One other factor is adjacent Miami’s status as an international city, which impacts its smaller neighbors. “With an international airport and direct flights from major markets, Miami serves as the secondary hub for many Latin American businesses,” Ballestas says. “Tax-driven migration into South Florida is the most significant driver for new business arrivals in Miami settling into micro-markets, such as Miami Beach.”
To realize its full potential as an office submarket, Miami Beach will have to hurdle a few roadblocks. One will be adding infrastructure needed to keep pace with demand, Ballestas says. Another: The creation of workforce housing options within the budgets of office workers of the employers the buildings will attract.
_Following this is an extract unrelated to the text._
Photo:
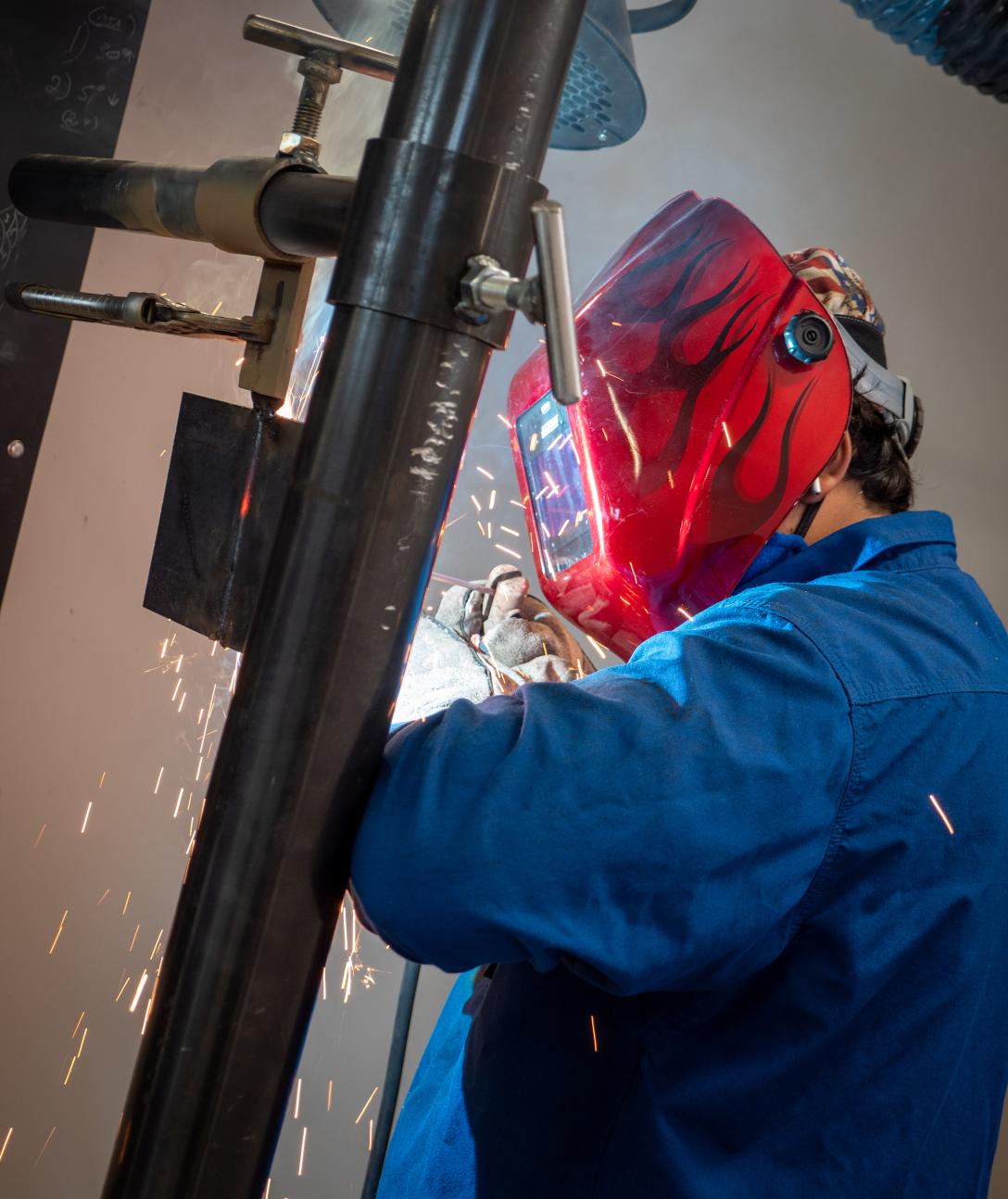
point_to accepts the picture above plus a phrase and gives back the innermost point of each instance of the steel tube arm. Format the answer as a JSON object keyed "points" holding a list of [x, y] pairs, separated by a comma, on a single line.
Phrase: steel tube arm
{"points": [[301, 213], [327, 644]]}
Additional obstacles will include obtaining approval and permitting, which are too often bottlenecks that hamper developers’ ability to deliver new office product, Rosenberg says.
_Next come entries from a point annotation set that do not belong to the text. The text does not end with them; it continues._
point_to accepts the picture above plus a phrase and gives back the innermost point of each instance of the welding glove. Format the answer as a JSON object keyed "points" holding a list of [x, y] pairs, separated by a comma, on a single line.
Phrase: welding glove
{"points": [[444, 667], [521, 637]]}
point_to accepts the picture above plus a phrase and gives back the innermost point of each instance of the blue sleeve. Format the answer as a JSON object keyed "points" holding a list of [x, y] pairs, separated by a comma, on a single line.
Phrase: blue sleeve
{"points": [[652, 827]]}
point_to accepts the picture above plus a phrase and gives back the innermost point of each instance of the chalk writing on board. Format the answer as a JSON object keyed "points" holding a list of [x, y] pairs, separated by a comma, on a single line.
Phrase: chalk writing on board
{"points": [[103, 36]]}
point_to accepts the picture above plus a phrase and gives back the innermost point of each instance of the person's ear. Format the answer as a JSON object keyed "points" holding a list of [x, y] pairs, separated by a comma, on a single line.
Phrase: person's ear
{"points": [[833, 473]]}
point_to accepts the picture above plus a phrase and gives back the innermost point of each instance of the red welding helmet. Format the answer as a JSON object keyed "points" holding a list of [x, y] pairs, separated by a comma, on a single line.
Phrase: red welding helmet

“Miami Beach needs to also figure out how to improve the overall demeanor of the island,” he adds. “It is a hub for growth and innovation, boasting a diverse population and thriving neighborhoods for business and commerce, including but not limited to South of Fifth, Sunset Harbor and the Lincoln Road corridors.
“To better position the area as a professional center, the local government will need to implement sanctions to control some unruly elements . . . The recent alcohol curfew rollback for South Beach is a step in the right direction.”